When should I consider reversible integration (Flp-In system) vs irreversible integration (Jump-In system)?
Use irreversible integration (Jump-In system) if the transgene should be sustained in the mammalian genome for a long time. Use reversible integration such as Flp-In system if the transgene needs to be replaced with another gene of interest after a short period of time.
What controls do I need in the Jump-In system to check for the successful retargeting of the platform line?

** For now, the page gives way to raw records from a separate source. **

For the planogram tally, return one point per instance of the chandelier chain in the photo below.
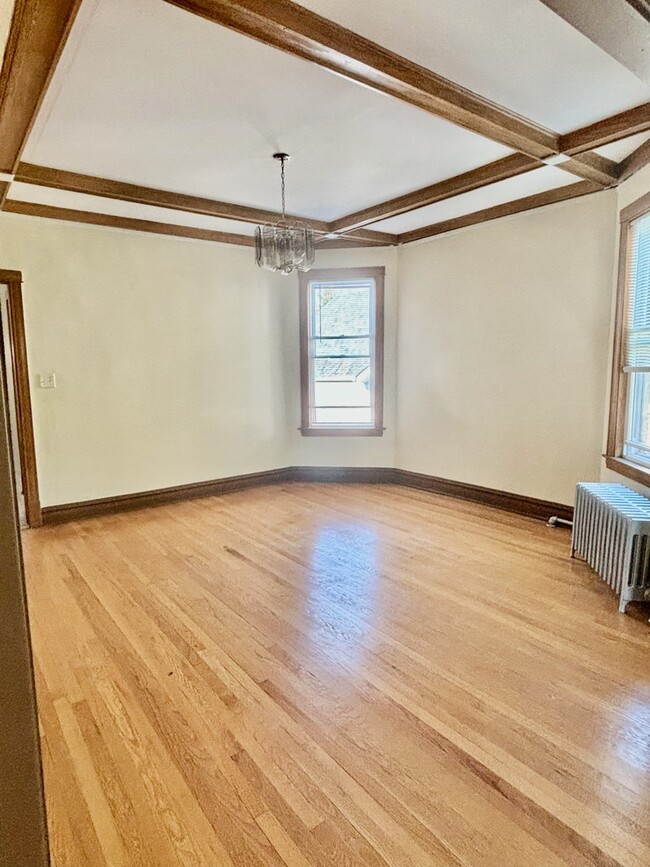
(282, 181)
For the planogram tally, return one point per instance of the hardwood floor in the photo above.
(335, 675)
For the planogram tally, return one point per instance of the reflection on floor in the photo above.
(335, 675)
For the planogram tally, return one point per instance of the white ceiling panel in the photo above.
(517, 53)
(100, 205)
(537, 181)
(153, 95)
(618, 150)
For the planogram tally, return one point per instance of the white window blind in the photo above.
(636, 358)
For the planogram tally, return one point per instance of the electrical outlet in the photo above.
(47, 380)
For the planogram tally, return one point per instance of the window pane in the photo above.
(342, 309)
(341, 346)
(638, 428)
(345, 416)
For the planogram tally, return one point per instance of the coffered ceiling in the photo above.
(168, 112)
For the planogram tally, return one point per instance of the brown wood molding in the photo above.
(618, 386)
(352, 475)
(641, 6)
(38, 33)
(508, 167)
(304, 279)
(160, 497)
(628, 469)
(638, 159)
(539, 200)
(531, 507)
(527, 506)
(296, 30)
(592, 167)
(73, 182)
(605, 131)
(20, 369)
(69, 215)
(635, 209)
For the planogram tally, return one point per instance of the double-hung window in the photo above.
(629, 433)
(341, 344)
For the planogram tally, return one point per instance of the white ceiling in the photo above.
(537, 181)
(149, 94)
(618, 150)
(517, 53)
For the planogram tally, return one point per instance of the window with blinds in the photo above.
(636, 346)
(341, 351)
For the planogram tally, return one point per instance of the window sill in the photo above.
(625, 467)
(342, 431)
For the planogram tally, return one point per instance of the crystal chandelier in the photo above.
(286, 245)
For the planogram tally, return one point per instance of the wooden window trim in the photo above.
(13, 280)
(614, 458)
(378, 274)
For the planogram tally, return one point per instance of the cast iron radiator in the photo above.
(611, 530)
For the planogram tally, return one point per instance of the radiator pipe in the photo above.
(554, 521)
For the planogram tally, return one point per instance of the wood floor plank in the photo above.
(335, 674)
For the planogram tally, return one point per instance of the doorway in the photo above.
(15, 385)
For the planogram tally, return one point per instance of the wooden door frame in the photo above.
(14, 281)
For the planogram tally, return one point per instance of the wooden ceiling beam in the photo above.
(549, 197)
(634, 161)
(611, 129)
(39, 30)
(592, 167)
(33, 209)
(298, 31)
(58, 179)
(642, 7)
(74, 182)
(500, 170)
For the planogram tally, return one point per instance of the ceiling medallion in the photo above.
(286, 245)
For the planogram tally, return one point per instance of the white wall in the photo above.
(629, 191)
(168, 355)
(345, 451)
(503, 349)
(178, 360)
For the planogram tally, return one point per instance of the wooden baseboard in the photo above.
(360, 475)
(528, 506)
(521, 505)
(160, 497)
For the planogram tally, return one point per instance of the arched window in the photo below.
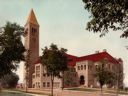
(85, 67)
(82, 80)
(78, 67)
(81, 67)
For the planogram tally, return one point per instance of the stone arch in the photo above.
(82, 80)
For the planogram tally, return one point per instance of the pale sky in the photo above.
(63, 22)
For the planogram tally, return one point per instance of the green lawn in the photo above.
(97, 89)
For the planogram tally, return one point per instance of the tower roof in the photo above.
(32, 18)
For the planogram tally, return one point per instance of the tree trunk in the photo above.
(52, 81)
(117, 90)
(62, 80)
(101, 90)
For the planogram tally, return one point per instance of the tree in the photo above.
(11, 48)
(9, 80)
(27, 65)
(55, 62)
(103, 75)
(107, 14)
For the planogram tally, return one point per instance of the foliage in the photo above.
(107, 14)
(11, 47)
(55, 61)
(103, 75)
(9, 80)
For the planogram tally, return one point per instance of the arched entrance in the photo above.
(82, 80)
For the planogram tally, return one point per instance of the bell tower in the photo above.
(31, 44)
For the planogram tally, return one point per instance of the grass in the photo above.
(83, 89)
(97, 89)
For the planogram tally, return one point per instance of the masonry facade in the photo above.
(81, 69)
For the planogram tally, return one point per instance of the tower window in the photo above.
(33, 30)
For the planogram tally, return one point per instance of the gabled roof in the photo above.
(32, 18)
(98, 57)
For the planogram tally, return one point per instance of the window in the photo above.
(48, 84)
(85, 67)
(33, 76)
(37, 71)
(44, 75)
(44, 84)
(78, 67)
(81, 67)
(33, 30)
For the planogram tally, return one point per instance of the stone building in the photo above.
(81, 69)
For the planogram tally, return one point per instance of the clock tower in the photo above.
(31, 44)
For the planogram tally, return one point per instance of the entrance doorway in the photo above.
(82, 80)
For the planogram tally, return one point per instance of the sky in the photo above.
(63, 22)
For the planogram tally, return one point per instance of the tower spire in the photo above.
(32, 18)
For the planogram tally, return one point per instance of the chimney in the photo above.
(104, 50)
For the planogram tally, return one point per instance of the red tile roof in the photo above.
(93, 57)
(97, 57)
(72, 60)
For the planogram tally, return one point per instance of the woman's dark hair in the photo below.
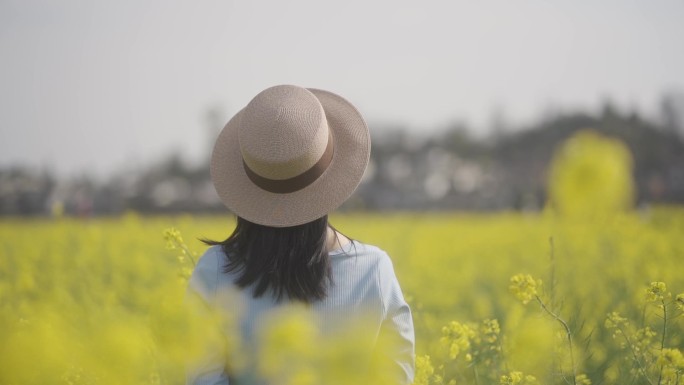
(291, 261)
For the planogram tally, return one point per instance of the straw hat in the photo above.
(291, 156)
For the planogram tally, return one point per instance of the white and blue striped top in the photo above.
(364, 284)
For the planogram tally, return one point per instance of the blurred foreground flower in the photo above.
(524, 287)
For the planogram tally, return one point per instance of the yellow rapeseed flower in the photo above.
(679, 301)
(524, 287)
(657, 291)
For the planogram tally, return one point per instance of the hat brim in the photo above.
(351, 154)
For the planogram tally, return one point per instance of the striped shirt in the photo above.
(363, 285)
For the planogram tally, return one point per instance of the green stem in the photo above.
(568, 334)
(662, 339)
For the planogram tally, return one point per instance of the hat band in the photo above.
(296, 183)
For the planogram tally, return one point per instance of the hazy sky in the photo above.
(98, 86)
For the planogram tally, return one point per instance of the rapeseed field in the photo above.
(588, 291)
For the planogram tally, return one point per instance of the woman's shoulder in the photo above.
(368, 253)
(205, 275)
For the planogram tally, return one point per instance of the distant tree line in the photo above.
(448, 171)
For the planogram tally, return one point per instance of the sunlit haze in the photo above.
(93, 86)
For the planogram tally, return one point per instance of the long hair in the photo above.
(290, 261)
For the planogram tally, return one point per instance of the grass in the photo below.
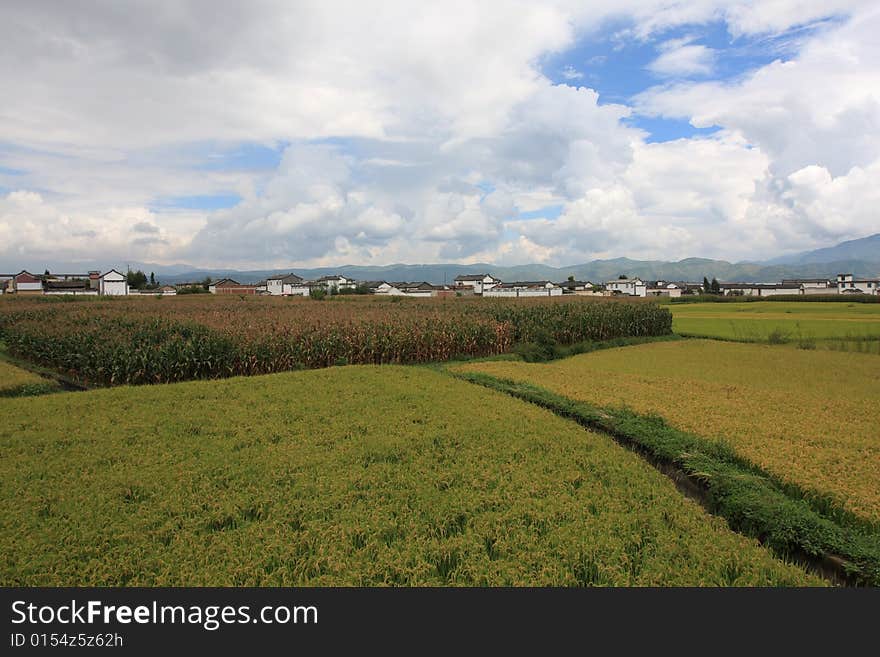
(344, 476)
(778, 322)
(752, 501)
(809, 417)
(17, 382)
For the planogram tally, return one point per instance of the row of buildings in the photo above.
(844, 284)
(111, 283)
(475, 284)
(114, 283)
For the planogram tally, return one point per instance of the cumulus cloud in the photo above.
(421, 133)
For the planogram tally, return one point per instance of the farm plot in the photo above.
(343, 476)
(809, 417)
(796, 322)
(15, 382)
(160, 340)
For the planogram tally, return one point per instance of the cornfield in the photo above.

The second step in targeted integration is the retargeting event mediated by the R4 integrase where the genetic elements of interest are site-specifically transferred from the retargeting expression construct (created using the MultiSite Gateway Pro module) onto the genome of the platform line. This integration event also positions the EF1alpha promoter upstream of the blasticidin, neomycin, or eosin resistance gene (i.e., "promoterless" selection marker), thus allowing the selection of transformants that are successfully "retargeted" using the appropriate selection agent. Although you select from successfully retargeted clones using the blasticidin, Geneticin, or Zeocin antibiotic, you may also perform a nested PCR to amplify the region from the EF1alpha promoter to the appropriate resistance gene. You can amplify the hygromycin resistance gene as a positive control. Similar to the platform line creation, you may also perform a Southern blot analysis with a probe designed for your gene of interest.
What controls do I need in the Jump-In system to check for the presence of the R4 target site after the creation of the platform cell line?
A platform cell line is created when the R4 attP retargeting sequences are site-specifically inserted into the mammalian genome via PhiC31 Int-mediated recombination. In addition to the R4 retargeting sequences, this integration event introduces the hygromycin resistance gene under the control of the HSV TK promoter and the promoterless Bsd, Neo, or Zeo resistance marker, depending on the platform vector used (i.e., pJTI/Bsd, pJTI/Neo, or pJTI/Zeo). Although you select for transformants carrying the R4 retargeting sequences by their resistance to hygromycin, you may perform PCR analysis to check the integrity of the R4 attP retargeting sequences. For this, we recommend amplifying the region from the R4 attP sequence to the appropriate resistance marker (depending on the platform line used) using the genomic DNA from the platform line. A nested PCR is recommended to reduce the high background you may observe with only primary PCR. Alternatively, you may create a labeled DNA probe by PCR amplifying an approximately 1.5 kb region covering the retargeting sequences, and then perform a Southern blot analysis. The Southern blot will also act as an additional check to verify that only a single copy of the retargeting sequence is integrated into the genome.
How much DNA or what controls do I need to include in the Jump-In system in order to get one integration event?
The amount of DNA to be used to obtain single copies should be determined by control experiments done in the absence of integrase. The same amount of DNA that yields less than 5 colonies in the absence of integrase should be used in the presence of integrase. Typically, the integrase expression plasmid makes up most of the amount of DNA used for transfection.
Find additional tips, troubleshooting help, and resources within our Protein Expression Support Center.
When should I use the Jump-In Fast system vs the Jump-In-TI (Targeted Integration) system?
Use the Jump-In Fast system if you need stable mammalian expression and want to quickly generate well-expressing clones. You can have well-expressing clones with one or more integrations at the PhiC31 pseudo-att P sites. A Southern blot is necessary to confirm the number of integrated events.
Use the Jump-In TI system if you need isogenic expression, where every cloned gene would be expressed from the same locus in the same background with no chromosomal position effects.